Birch-Stevens Mansion // 1855

Built in 1855, the Birch-Stevens Mansion of Swansea, Massachusetts, is a grand Italianate style residence distinguished by its low hipped roof with belvedere, broad overhanging eaves with brackets, paired arched windows, and expansive wrap-around porch, all of a scale not commonly found in such a small community. The residence was built for James Birch and overseen by his new bride, Julia Chace. Before construction on the home, James Birch (1828-1857), not a wealthy man, worked as a stagecoach driver in Providence. His bride-to-be desired a large mansion in her native Swansea, equipped with servants and all the finer things of life. Since this dream was not attainable in his present circumstances, Birch, an enterprising 21 year old, decided to join the Gold Rush in California to make his fortune. In California, James became a stagecoach line entrepreneur and founder of the California Stage Company, the largest stage line in California in the 1850s. James made a fortune and returned to his wife in Swansea bringing money for her to begin constructing their grand mansion. James left again, this time establishing the San Antonio -San Diego Mail Line, the first transcontinental mail route in the United States. In 1857, while heading home, James sailed from San Francisco to Panama, took a train across the Isthmus, and sailed for New York on the steamer SS Central America. During the voyage, his ship was struck by a hurricane and later sunk. Many survivors clung to pieces of the ship’s wreckage for days with many dying to exposure or were swept away to their deaths, like James.
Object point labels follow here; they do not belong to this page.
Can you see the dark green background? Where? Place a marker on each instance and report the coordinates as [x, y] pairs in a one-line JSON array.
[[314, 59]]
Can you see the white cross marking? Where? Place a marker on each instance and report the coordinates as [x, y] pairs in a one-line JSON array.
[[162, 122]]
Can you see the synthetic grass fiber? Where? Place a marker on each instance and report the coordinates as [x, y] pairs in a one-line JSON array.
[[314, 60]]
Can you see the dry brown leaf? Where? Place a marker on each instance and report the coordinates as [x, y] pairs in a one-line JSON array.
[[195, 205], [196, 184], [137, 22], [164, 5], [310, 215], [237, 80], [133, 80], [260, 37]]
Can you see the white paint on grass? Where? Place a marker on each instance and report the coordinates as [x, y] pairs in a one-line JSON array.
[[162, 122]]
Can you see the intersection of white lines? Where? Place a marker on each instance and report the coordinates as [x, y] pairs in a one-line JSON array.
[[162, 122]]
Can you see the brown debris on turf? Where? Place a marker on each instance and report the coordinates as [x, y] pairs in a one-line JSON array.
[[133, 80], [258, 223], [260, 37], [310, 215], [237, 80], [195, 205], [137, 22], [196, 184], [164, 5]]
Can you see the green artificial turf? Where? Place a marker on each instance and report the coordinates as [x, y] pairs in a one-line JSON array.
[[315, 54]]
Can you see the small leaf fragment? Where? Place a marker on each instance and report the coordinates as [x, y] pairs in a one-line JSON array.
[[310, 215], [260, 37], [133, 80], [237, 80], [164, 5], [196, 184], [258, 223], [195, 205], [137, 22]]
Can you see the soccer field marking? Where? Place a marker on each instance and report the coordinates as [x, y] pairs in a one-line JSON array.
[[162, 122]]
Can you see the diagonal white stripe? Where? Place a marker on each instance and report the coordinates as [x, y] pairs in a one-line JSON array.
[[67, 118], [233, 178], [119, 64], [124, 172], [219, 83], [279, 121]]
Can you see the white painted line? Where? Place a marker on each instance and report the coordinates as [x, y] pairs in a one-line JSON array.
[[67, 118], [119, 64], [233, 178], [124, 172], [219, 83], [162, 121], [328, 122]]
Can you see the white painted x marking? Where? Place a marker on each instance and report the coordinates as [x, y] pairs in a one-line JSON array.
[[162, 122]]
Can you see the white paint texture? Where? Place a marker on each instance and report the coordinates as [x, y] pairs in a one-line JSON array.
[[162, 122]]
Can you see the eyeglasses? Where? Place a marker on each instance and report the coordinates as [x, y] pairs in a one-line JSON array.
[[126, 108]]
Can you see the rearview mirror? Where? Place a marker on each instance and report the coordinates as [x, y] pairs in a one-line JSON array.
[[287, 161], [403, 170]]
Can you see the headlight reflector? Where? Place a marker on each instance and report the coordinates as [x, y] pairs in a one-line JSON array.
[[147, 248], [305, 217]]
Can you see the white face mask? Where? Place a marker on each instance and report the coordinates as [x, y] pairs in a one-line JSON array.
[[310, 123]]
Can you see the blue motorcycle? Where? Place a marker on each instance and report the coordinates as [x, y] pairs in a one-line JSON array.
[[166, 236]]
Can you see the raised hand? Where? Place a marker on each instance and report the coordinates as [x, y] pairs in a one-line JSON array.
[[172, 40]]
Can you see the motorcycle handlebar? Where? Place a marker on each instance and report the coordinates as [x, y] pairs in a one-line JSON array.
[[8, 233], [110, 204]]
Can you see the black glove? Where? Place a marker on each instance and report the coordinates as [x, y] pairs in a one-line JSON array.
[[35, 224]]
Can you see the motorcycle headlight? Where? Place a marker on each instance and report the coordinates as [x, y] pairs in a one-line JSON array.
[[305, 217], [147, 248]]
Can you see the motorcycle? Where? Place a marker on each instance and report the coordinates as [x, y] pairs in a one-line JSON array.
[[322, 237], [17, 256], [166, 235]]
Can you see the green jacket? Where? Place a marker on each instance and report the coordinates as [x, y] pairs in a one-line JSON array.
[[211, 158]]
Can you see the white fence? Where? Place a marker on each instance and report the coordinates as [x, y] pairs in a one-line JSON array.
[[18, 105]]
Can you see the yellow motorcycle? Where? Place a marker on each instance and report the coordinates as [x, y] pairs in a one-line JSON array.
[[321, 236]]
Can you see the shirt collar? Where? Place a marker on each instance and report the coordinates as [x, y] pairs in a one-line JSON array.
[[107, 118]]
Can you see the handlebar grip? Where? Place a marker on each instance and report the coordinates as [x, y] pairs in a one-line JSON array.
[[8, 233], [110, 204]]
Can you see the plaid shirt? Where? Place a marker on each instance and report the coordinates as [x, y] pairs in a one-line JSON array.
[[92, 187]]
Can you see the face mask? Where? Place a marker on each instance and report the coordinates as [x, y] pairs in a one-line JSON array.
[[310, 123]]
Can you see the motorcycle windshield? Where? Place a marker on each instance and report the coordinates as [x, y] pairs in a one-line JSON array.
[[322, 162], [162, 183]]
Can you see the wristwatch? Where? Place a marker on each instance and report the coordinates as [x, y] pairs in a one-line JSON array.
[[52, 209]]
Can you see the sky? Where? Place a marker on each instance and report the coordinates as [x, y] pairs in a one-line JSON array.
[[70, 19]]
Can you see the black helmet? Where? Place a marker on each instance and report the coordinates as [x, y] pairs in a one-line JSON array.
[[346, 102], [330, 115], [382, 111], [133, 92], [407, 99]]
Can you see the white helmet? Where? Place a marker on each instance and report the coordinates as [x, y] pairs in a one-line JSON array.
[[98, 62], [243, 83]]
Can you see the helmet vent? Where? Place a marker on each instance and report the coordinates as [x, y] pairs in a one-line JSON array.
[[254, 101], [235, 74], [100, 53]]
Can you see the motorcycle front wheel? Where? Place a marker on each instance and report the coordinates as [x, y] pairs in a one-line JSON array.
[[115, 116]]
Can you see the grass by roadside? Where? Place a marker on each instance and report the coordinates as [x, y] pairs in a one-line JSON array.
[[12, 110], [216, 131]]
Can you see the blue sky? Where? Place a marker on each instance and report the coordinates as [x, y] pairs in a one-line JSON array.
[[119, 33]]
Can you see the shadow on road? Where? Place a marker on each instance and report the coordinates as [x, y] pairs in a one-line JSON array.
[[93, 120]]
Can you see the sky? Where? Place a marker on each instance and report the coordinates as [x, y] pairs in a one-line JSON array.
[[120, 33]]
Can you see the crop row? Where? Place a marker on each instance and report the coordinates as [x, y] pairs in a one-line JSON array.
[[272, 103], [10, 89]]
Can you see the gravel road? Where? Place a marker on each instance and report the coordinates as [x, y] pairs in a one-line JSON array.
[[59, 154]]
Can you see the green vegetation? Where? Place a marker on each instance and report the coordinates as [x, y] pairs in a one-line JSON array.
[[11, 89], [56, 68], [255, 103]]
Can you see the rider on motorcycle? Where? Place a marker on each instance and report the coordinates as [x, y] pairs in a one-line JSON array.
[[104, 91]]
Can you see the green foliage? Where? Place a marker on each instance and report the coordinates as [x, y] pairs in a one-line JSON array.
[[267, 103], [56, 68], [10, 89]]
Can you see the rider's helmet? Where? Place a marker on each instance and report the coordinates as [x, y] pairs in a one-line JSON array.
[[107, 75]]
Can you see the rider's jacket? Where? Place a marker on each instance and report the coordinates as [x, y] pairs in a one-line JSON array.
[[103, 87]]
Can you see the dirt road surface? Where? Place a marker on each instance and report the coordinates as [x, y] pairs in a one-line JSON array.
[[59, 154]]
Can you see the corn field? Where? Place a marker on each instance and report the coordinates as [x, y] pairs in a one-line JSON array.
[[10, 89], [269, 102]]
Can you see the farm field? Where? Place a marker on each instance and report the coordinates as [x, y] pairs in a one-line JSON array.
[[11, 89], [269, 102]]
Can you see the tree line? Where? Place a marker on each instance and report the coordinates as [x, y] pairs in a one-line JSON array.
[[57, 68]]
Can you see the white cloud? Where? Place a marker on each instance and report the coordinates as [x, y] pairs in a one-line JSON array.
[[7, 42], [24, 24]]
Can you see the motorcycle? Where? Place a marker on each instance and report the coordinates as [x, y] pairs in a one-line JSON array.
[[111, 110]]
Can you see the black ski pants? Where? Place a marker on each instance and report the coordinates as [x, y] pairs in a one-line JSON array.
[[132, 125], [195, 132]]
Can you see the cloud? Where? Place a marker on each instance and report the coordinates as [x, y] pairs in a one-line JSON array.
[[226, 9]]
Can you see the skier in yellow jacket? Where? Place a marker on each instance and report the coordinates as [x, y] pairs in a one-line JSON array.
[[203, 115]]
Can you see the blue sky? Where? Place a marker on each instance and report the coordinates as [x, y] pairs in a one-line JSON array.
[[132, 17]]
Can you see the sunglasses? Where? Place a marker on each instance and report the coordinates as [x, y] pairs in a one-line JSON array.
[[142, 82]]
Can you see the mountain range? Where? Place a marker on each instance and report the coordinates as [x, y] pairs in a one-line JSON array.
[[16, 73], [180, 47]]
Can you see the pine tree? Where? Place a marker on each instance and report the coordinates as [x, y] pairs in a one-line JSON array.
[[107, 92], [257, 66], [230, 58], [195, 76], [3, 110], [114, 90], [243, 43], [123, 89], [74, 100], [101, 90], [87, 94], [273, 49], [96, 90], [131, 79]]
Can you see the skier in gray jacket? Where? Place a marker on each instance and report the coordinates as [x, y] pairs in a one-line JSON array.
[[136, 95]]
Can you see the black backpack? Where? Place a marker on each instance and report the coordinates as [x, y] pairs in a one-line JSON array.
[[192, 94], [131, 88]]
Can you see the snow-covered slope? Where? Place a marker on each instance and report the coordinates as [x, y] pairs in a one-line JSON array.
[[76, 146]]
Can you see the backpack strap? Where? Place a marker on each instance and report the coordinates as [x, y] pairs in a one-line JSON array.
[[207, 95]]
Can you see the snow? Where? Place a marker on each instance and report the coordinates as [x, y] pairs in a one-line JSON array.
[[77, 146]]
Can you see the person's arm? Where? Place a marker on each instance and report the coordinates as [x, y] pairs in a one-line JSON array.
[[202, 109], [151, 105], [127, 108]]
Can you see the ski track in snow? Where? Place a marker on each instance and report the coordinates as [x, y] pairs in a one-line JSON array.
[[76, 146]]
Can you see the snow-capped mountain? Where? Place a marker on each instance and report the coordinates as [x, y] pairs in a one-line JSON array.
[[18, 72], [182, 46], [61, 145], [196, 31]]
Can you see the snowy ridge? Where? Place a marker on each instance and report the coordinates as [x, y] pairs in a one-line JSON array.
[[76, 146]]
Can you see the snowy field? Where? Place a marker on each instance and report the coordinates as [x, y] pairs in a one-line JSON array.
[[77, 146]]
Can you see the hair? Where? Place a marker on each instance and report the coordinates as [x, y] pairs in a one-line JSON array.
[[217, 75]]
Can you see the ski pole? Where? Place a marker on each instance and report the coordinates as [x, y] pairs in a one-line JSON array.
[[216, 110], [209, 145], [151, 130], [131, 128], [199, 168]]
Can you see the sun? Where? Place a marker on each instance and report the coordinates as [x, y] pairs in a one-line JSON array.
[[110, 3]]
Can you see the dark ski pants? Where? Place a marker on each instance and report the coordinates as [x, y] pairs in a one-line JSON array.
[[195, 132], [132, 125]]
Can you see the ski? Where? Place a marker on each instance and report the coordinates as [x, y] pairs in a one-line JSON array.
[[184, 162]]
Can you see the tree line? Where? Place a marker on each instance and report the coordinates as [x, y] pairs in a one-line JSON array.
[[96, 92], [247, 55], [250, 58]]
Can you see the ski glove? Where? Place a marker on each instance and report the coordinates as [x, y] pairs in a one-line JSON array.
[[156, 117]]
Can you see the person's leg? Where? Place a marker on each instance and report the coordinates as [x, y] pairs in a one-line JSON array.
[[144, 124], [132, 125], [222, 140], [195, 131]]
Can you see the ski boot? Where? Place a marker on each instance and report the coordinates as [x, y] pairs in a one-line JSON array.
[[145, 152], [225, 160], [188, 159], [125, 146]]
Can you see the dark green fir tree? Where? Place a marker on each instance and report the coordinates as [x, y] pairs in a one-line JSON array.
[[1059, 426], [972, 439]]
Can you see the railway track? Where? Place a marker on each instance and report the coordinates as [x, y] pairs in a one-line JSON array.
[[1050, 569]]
He was just 28 years old. Back in Swansea, Julia was heartbroken but remarried her late-husband’s business partner, Frank Shaw Stevens, an equally successful businessman. Julia died in 1871, and Frank married a younger Elizabeth Case. The couple resided in this mansion for decades and donated substantially to their community, including funding the Town Hall, Public Library, Episcopal Church, and local public schools. In her will, Elizabeth Case Stevens bequeathed the large mansion in 1837 to the Frank S. Stevens Home for Boys which began as a boy’s orphanage. The organization remains to this day with an expanded mission, and maintain the sprawling estate and its various outbuildings, including the historic stable and farm structures.

Eisemann Mansion // 1905

Among the area’s best examples of a high-style Colonial Revival residence of the early 20th century, the Eisemann Mansion on Monmouth Street in Brookline’s Longwood neighborhood stands out not only for its scale and massing, but unique architectural details. The dwelling was built in 1905 for Selly and Albert Eisemann, both German-born Jews who immigrated to the United States and originally lived in New Mexico before moving to Brookline in their retirement. Albert was a retired wool merchant, and clearly made a name for himself out west, hiring local architect, James Templeton Kelley, to furnish plans for his large mansion in Longwood. With a boxy form and five bay facade (with six smaller windows at the third floor), the center-hall mansion is notable for its elaborate first-floor windows with individual cornices, recessed entry set between Ionic columns, and recessed niche balcony over the entry as a unique interpretation of a Palladian motif.